Les méta-analyses qui ont inclus tant des études publiées que des études non publiées livrent une image plus réaliste de l’efficacité des antidépresseurs. Quoique l’agomélatine soit bien tolérée dans les études cliniques, des cas de toxicité hépatique ont été signalés après sa mise sur le marché (élévation des transaminases, hépatite, ictère et jusqu’à des lésions sévères du foie avec insuffisance hépatique ayant entraîné quelques décès). Fin 2013, l’EMA a pris les décisions suivantes : l’agomélatine est contre-indiquée chez les patients chez qui les transaminases sont élevées, et elle est déconseillée chez les personnes âgées de plus de 75 ans (6).
Conclusion
Cette synthèse méthodique avec méta-analyses d’études publiées et non publiées montre que, chez les patients atteints de dépression majeure modérée à sévère, l’agomélatine est plus efficace qu’un placebo, et ce de manière statistiquement significative. L’ampleur de l’effet est minime et n’atteint probablement pas le seuil de pertinence clinique. En outre, il ressort des données de pharmacovigilance que l’agomélatine est associée à une toxicité hépatique importante. En conséquence, la place de l’agomélatine est donc très incertaine comme traitement médicamenteux pour les patients atteints d’une dépression (7).
Dénomination du médicament
Agomélatine = Valdoxan®
Références
- Habraken H. L’agomélatine… [Editorial] MinervaF 2012;11(9):105.
- Hickie IB, Rogers NL. Novel melatonin-based therapies: potential advances in the treatment of major depression. Lancet 2011;378:621-31.
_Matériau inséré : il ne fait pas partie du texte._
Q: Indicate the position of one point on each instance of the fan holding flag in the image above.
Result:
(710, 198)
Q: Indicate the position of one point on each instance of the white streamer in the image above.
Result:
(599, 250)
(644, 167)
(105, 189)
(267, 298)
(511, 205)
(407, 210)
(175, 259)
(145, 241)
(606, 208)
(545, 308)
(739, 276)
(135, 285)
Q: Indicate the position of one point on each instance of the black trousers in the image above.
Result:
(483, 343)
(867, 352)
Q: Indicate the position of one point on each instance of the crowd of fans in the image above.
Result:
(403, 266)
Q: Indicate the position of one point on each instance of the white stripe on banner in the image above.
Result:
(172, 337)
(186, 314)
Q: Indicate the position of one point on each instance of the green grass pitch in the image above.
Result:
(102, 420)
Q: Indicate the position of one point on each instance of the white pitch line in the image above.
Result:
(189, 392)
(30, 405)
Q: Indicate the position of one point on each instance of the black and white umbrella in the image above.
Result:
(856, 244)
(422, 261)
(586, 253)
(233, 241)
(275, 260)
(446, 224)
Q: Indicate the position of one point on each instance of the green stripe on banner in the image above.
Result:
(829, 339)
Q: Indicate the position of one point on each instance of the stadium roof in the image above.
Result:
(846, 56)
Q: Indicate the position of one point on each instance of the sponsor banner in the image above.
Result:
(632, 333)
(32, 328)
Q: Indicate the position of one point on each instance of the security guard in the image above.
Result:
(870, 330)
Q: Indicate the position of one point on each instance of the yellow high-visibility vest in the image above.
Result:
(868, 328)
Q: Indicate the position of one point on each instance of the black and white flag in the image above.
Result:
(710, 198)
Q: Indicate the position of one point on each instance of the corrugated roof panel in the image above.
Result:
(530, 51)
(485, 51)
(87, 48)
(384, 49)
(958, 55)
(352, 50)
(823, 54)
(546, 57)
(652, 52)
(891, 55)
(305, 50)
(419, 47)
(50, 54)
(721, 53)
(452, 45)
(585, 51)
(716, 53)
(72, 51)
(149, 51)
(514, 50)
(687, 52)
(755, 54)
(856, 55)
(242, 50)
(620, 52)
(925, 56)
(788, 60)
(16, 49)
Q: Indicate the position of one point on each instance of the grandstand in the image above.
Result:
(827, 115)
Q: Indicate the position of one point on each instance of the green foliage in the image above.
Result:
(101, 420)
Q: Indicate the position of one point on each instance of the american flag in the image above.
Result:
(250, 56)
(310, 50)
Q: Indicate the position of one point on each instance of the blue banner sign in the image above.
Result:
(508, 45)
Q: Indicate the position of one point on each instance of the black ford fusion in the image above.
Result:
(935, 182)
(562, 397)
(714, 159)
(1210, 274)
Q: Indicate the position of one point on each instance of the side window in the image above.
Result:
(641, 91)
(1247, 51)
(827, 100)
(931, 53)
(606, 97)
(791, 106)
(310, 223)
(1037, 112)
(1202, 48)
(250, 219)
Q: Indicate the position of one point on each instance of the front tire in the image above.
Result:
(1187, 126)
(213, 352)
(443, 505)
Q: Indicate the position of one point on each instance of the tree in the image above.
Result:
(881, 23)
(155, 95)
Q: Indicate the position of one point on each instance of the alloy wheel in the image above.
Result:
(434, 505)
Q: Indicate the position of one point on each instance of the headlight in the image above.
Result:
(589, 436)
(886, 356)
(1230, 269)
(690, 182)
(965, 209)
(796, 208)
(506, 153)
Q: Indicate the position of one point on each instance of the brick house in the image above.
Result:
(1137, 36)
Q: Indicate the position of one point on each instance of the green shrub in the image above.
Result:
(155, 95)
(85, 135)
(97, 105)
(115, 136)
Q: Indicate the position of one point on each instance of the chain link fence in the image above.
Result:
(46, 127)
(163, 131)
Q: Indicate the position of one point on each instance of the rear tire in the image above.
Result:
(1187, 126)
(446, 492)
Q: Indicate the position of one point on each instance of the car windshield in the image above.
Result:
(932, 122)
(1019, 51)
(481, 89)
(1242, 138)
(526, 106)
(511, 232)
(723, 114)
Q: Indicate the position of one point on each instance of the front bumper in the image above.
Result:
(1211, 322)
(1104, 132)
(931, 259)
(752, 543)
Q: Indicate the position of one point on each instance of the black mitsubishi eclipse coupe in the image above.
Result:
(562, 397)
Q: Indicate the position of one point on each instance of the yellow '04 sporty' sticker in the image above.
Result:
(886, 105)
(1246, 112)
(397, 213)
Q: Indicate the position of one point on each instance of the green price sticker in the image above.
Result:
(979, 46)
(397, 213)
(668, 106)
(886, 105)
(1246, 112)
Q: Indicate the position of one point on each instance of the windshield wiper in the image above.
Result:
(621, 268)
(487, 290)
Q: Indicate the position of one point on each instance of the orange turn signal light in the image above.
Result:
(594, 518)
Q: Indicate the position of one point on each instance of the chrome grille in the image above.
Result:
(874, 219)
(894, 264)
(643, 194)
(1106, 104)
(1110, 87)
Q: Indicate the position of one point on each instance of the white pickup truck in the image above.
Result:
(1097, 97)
- Taylor D, Sparshatt A, Varma S, Olofinjana O. Antidepressant efficacy of agomelatine: meta-analysis of published and unpublished studies. BMJ 2014;348:g1888.
- De Meyere M. Un lien entre l’efficacité des nouveaux antidépresseurs et la sévérité de la dépression ? MinervaF 2008;7(9):134-5.
- Koesters M, Guaiana G, Cipriani A, et al. Agomelatine efficacy and acceptability revisited: systematic review and meta-analysis of published and unpublished randomised trials. Br J Psychiatry 2013;203:179-87.
- Centre Belge d'Information Pharmacothérapeutique. Toxicité hépatique de l’agomélatine. Folia Pharmacotherapeutica 2014;41:45.
- Ambresin G. Does agomelatine have a place in the treatment of depression? BMJ 2014;348:g2157.